= Nkutama a mvila za makanda =

Kongo-language book published in 1934

Nkutama a mvila za makanda is a "Catalogue of Praise Names of Clans" in the Kongo language compiled and edited by Father Jean Cuvelier comprising a list of about 500 Kongo clans in alphabetical order. The list was compiled by Cuvelier between 1926 and 1934 when he was inspector of schools for the Redemptorist Order in the Belgian Congo. The entries typically give the name of the clan, its praise name or mvila, as well as its traditional itinerary and sometimes additional information drawn from its traditions. Often Cuvelier specified the village where he collected the tradition as well.

Cuvelier's personal papers, now housed at the Catholic University at Leuven (or Louvain) in Belgium, contain a considerable number of his original manuscripts from which the book was published, normally in school notebooks entitled "Mvila".

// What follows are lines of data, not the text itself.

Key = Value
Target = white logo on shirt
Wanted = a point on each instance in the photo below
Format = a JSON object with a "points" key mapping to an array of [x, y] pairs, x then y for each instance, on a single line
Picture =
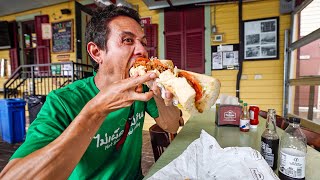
{"points": [[112, 140]]}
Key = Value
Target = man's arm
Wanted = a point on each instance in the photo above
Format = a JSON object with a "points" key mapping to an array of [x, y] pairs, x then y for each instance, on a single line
{"points": [[59, 158]]}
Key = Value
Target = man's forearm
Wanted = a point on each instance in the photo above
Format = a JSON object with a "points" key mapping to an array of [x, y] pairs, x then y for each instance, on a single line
{"points": [[169, 116], [59, 158]]}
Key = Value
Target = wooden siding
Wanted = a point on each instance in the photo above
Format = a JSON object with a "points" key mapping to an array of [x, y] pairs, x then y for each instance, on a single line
{"points": [[266, 92]]}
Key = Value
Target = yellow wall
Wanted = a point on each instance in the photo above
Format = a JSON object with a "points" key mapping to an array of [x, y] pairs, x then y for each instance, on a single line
{"points": [[54, 16], [145, 12], [268, 91]]}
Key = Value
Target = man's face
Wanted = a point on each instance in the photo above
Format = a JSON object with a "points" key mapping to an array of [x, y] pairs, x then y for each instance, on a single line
{"points": [[125, 43]]}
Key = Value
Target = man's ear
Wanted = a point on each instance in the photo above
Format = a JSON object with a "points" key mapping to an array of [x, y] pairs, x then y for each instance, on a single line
{"points": [[94, 51]]}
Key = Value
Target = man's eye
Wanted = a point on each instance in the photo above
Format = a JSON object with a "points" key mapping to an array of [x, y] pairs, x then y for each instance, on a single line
{"points": [[128, 40]]}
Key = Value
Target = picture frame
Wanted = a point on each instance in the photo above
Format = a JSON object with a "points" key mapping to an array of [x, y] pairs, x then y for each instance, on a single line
{"points": [[217, 38], [261, 39], [225, 57]]}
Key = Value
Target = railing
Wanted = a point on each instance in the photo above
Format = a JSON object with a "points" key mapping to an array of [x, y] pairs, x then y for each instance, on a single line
{"points": [[40, 79]]}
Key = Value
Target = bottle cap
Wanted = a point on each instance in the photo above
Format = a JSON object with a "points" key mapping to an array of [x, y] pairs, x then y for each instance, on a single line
{"points": [[253, 126], [294, 120]]}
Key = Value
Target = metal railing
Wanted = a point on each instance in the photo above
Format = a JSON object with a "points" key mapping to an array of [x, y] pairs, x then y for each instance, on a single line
{"points": [[40, 79]]}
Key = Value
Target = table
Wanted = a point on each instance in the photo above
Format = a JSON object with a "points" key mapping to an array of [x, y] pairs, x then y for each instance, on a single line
{"points": [[226, 137]]}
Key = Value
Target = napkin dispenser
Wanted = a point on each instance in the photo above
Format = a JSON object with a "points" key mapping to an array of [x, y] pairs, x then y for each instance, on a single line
{"points": [[228, 115]]}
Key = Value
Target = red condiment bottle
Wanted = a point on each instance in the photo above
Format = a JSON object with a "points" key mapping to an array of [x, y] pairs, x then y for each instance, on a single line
{"points": [[254, 116]]}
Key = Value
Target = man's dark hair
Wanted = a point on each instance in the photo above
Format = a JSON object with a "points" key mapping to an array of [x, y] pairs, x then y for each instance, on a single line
{"points": [[98, 30]]}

The book was first published in 1934 at the mission's press, and a second edition was brought out under the same name in the missionary newspaper Kukiele in 1944. This second edition was not complete, but contained information and clan names not found in the original edition. A third edition also appeared, although its location and circumstances are not known. Following Cuvelier's death in 1962, his colleague Joseph de Munck brought out a fourth edition in 1972, which contained all the changes of the earlier ones, as well as a slightly reorganized format.